Ajloun is one of Jordan’s provinces. The way to Ajloun is a marvelous trip; you can enjoy the nature of forests and olive groves. The main attraction in Ajloun is the stronghold of Qala’at al-Rabad and Ajloun Forest Reserve. Whether you enjoy nature or historical places; Ajloun is your right choice for a one day trip or camping trip.

Qalaat al-Rabad

After some 20 minutes of driving from Jerash; you catch first sight of the mighty Saracen stronghold of Qalaat-al-Rabad on the apex of the hill above Ajlun Qalaat al-Rabad; a view that it is worth the trouble.

It looks like a Crusader fortress, but it was built by Muslims in 1184-85 as a military fort and buffer to protect the region from invading Crusader forces.
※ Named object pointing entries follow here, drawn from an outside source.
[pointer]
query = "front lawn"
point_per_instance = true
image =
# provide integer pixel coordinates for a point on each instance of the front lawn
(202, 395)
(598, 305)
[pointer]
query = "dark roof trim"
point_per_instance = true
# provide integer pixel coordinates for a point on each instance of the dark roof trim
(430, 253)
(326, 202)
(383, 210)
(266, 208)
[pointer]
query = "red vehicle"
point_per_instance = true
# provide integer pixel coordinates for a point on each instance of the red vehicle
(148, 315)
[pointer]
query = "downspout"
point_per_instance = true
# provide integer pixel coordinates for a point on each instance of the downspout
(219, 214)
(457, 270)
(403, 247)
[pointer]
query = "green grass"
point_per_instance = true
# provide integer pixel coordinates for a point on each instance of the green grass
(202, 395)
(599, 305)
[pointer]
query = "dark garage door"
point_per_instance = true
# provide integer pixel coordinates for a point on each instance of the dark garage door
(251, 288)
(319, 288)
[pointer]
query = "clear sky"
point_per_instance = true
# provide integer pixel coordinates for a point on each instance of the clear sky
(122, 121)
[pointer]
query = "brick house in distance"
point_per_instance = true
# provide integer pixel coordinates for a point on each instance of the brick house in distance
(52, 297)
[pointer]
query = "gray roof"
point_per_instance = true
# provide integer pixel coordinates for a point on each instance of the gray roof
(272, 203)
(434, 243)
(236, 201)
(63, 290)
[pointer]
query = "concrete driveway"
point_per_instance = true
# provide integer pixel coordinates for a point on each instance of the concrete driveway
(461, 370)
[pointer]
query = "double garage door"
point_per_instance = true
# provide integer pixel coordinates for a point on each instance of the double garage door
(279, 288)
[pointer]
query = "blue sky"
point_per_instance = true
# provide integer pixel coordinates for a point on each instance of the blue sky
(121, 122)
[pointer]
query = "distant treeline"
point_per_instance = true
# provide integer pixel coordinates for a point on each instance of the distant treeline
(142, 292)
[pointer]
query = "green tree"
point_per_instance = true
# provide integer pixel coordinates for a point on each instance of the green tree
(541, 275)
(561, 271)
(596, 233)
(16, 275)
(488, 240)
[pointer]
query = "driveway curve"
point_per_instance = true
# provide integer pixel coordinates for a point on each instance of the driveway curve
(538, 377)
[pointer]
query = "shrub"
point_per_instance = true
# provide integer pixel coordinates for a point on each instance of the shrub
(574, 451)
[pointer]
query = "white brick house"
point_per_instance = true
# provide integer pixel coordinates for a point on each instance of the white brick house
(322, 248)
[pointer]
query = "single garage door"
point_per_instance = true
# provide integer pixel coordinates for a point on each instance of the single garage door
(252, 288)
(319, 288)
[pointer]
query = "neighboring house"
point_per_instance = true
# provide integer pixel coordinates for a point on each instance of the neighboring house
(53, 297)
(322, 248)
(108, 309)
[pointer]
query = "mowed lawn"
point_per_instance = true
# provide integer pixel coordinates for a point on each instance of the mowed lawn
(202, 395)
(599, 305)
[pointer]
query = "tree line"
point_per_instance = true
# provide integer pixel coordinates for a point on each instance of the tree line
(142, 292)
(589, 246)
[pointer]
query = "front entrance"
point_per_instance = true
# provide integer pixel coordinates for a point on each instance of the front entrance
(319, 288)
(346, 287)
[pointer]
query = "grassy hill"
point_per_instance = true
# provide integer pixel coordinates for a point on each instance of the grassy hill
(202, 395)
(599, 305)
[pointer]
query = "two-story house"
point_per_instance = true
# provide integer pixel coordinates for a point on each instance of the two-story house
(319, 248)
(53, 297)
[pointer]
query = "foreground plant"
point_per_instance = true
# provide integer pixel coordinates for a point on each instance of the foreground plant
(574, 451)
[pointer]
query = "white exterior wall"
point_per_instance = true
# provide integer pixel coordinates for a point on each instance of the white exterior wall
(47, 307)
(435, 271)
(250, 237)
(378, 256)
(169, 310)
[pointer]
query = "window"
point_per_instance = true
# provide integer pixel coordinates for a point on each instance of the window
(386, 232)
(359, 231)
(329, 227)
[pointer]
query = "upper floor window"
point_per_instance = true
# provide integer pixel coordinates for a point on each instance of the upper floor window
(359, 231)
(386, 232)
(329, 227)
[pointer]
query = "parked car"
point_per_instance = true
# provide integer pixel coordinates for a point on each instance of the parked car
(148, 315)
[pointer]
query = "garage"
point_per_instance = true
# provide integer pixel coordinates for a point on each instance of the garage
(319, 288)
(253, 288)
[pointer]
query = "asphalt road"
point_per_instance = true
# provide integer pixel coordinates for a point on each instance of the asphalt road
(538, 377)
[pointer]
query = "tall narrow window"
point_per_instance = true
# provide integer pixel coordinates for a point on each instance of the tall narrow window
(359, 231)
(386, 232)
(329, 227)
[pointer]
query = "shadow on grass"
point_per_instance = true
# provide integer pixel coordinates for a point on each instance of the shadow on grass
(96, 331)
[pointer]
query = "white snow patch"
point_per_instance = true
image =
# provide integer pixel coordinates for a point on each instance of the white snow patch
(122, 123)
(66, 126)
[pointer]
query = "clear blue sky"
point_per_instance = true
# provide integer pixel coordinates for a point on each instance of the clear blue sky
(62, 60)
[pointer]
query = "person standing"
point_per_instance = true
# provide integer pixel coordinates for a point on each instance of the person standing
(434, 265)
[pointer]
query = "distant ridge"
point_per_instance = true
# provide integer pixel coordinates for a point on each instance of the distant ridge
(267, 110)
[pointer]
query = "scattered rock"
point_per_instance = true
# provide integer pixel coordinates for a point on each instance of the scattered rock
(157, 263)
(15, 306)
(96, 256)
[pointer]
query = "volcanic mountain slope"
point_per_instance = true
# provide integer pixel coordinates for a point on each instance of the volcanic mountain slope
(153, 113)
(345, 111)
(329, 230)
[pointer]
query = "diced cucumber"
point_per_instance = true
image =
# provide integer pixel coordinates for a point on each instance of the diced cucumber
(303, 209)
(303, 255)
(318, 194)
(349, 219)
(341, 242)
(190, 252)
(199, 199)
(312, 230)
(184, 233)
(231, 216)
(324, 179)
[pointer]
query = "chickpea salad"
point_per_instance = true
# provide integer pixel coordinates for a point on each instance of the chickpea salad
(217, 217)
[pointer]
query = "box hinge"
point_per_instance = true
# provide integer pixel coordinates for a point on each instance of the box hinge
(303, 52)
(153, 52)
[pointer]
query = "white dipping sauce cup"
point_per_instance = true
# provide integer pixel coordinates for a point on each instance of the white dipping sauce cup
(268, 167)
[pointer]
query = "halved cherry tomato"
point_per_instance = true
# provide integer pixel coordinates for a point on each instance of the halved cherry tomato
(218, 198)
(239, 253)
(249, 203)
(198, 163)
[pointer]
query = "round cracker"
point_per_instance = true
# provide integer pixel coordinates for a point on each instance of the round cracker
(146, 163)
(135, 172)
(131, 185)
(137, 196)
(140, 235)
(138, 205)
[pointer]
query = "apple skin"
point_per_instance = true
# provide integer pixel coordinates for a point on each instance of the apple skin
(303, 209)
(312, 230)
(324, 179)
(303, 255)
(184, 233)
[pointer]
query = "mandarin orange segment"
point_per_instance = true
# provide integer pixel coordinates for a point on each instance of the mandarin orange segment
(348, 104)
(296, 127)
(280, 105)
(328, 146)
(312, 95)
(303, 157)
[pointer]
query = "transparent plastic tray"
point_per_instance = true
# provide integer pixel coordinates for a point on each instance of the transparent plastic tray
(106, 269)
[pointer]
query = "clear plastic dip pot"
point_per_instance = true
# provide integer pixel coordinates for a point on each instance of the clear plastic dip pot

It was built on the orders of the local governor, Ezz Eddin Osama bin Munqethe, a nephew of the Ayyubid leader Salahuddin Al-Ayyoubi (Saladin), as a direct retort to the new Latin castle of Belvoir (Kawkab El-Hawa) on the opposite side of the valley between the Tiberias and Besan, and as a base to develop and control the iron mines of Ajloun.

From the top of the castle, visitors enjoy panoramic views into the Jordan Valley and throughout the highlands of north Jordan. Excavations have recently identified a church that was built on the castle site in the earlier Byzantine period, while restoration and conservation works have made all areas of the castle accessible and safe for visitors. New restaurants and hotels in the immediate vicinity of the castle make it easier for visitors to spend an entire day, or a weekend, in this enchanting region. Other nearby sites that can be visited include the birthplace of the Prophet Elijah at nearby Listib, the Church of St Elijah at Khirbet Mar Elias, and scores of smaller ancient sites, including water mills, forts, and villages, in the hills and valleys of north Jordan.

Ajloun Forest Reserve

Established in 1987, Ajloun Forest Reserve covers an area of 13 km^2 located in the Ajloun highlands north of Amman. It consists of Mediterranean-like hill country, ranging from 600 - 1100 m above sea level, with a series of small and medium winding valleys. Ajloun forest was first proposed as a protected area in the 1978 survey. Its ecological importance is represented by the Evergreen Oak vegetation type, which is typical of the northern highlands of Jordan. As part of the Mediterranean bio-geographical region of the country, it is dominated by open woodlands that account for a significant part of Jordan’s forested area, which does not exceed 1% of the country’s entire land area.